Ⅳ.The Closed Loop of "Efficacy-Safety-Adherence" = The Key to Long-Term Treatment Success
The 144-week data showed that both the treatment completion rate and virologic suppression rate of Ainuomiti Tablets exceed 95%, far surpassing similar imported regimens (both below 90%) [1-3]. This result confirms that its superior safety + proven efficacy = higher adherence among PWH, forming a virtuous cycle and serving as a recognized key to long-term treatment success.

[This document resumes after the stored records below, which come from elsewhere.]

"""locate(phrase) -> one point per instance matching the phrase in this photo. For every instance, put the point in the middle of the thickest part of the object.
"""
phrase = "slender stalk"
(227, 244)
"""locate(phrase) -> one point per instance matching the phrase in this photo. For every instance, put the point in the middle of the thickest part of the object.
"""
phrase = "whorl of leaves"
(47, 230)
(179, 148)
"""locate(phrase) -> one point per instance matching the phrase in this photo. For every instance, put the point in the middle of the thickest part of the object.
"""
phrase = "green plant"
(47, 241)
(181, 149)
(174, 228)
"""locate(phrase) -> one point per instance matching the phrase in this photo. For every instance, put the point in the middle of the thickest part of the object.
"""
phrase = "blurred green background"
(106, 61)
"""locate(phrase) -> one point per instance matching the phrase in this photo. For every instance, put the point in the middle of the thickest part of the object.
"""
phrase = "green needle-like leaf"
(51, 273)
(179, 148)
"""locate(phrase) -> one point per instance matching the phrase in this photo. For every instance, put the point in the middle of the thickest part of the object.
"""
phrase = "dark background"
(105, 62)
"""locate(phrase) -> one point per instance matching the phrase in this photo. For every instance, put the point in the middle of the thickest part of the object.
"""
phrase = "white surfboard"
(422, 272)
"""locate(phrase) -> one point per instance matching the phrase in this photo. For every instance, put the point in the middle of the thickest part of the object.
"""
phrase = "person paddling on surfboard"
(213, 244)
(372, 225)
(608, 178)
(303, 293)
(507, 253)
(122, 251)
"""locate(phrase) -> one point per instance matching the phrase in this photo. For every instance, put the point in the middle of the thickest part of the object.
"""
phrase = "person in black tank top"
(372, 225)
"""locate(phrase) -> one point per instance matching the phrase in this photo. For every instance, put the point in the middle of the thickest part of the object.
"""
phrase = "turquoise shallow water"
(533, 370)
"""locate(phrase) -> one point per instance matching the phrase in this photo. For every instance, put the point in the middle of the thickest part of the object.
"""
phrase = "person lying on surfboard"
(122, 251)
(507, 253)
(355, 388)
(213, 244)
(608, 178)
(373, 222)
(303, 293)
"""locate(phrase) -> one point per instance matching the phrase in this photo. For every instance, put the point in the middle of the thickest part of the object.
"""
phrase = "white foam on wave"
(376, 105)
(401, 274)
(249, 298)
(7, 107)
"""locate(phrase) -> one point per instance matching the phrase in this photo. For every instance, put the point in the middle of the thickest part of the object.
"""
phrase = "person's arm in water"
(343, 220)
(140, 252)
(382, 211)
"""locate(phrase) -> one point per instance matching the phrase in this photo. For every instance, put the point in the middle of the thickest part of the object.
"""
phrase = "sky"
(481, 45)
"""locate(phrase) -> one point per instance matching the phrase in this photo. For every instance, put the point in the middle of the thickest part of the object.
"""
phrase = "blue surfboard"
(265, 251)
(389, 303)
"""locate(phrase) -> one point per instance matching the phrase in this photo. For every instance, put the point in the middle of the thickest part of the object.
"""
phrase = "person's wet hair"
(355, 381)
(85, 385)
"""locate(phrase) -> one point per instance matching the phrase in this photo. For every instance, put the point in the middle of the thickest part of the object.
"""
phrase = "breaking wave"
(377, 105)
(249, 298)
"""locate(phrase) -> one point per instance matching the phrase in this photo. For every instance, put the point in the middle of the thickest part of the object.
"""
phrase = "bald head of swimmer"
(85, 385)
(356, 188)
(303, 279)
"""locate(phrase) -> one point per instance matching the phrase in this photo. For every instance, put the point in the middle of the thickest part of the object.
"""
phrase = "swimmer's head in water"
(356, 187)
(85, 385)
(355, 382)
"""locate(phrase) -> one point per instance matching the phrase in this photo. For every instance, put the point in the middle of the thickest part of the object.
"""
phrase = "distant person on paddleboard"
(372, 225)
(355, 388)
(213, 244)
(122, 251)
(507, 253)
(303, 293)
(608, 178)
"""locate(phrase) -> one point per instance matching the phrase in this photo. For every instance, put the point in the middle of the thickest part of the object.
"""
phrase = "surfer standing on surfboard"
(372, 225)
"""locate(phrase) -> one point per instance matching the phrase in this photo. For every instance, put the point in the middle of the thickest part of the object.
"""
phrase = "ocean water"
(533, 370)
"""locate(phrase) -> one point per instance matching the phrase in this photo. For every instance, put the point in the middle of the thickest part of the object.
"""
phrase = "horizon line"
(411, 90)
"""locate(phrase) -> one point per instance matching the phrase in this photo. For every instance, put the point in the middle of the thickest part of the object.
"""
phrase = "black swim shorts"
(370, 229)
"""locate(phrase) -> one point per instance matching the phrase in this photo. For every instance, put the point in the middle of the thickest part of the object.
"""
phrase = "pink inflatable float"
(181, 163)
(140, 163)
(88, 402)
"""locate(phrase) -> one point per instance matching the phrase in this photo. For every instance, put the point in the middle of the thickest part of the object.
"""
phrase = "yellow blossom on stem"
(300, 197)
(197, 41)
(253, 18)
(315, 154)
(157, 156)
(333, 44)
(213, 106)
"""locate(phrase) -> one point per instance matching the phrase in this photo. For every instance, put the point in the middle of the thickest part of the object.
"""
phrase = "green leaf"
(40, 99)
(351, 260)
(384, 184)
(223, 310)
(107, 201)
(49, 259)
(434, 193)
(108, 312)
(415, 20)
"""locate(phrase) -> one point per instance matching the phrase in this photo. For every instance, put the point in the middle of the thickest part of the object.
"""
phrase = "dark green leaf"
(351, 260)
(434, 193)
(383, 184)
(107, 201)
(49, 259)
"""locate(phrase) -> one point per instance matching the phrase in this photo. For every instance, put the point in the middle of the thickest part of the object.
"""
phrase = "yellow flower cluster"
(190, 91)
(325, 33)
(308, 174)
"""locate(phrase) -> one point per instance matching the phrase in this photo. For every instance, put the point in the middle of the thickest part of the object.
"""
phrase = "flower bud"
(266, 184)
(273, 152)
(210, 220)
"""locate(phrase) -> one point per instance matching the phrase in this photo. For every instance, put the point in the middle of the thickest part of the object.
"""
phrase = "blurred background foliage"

The 144-week study data of Ainuomiti Tablets announced at this conference not only represent a major breakthrough in anti-HIV drugs in China but also signify that national pharmaceutical enterprises have possessed the strength to compete with international giants. With the comprehensive advantages of "potent viral suppression + metabolic protection + high adherence", Ainuomiti Tablets provides PWH with a more friendly and comprehensive treatment option, truly practicing the chronic disease management concept of the "Healthy China 2030" initiative.
References:
1.Brar I, Ruane PJ, Berhe M, Brinson C, Benson P, Henry K, Liu H, Andreatta K, Hindman JT, Ramgopal M. Efficacy and safety of switch to bictegravir/emtricitabine/tenofovir alafenamide from dolutegravir/abacavir/ lamivudine: Results from an open-label extension of a phase 3 randomized, double-blind, multicenter, active-controlled, non-inferiority study. Medicine (Baltimore). 2025;104(8):e41482.
2.Osiyemi O, De Wit S, Ajana F, Bisshop F, Portilla J, Routy JP, Wyen C, Ait-Khaled M, Leone P, Pappa KA, Wang R, Wright J, George N, Wynne B, Aboud M, van Wyk J, Smith KY. Efficacy and Safety of Switching to Dolutegravir/Lamivudine Versus Continuing a Tenofovir Alafenamide-Based 3- or 4-Drug Regimen for Maintenance of Virologic Suppression in Adults Living With Human Immunodeficiency Virus Type 1: Results Through Week 144 From the Phase 3, Noninferiority TANGO Randomized Trial. Clin Infect Dis. 2022;75(6):975-986.
3.Kumar P, Johnson M, Molina JM, Rizzardini G, Cahn P, Bickel M, Wan H, Xu ZJ, Morais C, Sklar P, Greaves W; DRIVE-SHIFT Study Group. Brief Report: Switching to DOR/3TC/TDF Maintains HIV-1 Virologic Suppression Through Week 144 in the DRIVE-SHIFT Trial. J Acquir Immune Defic Syndr. 2021;87(2): 801-805.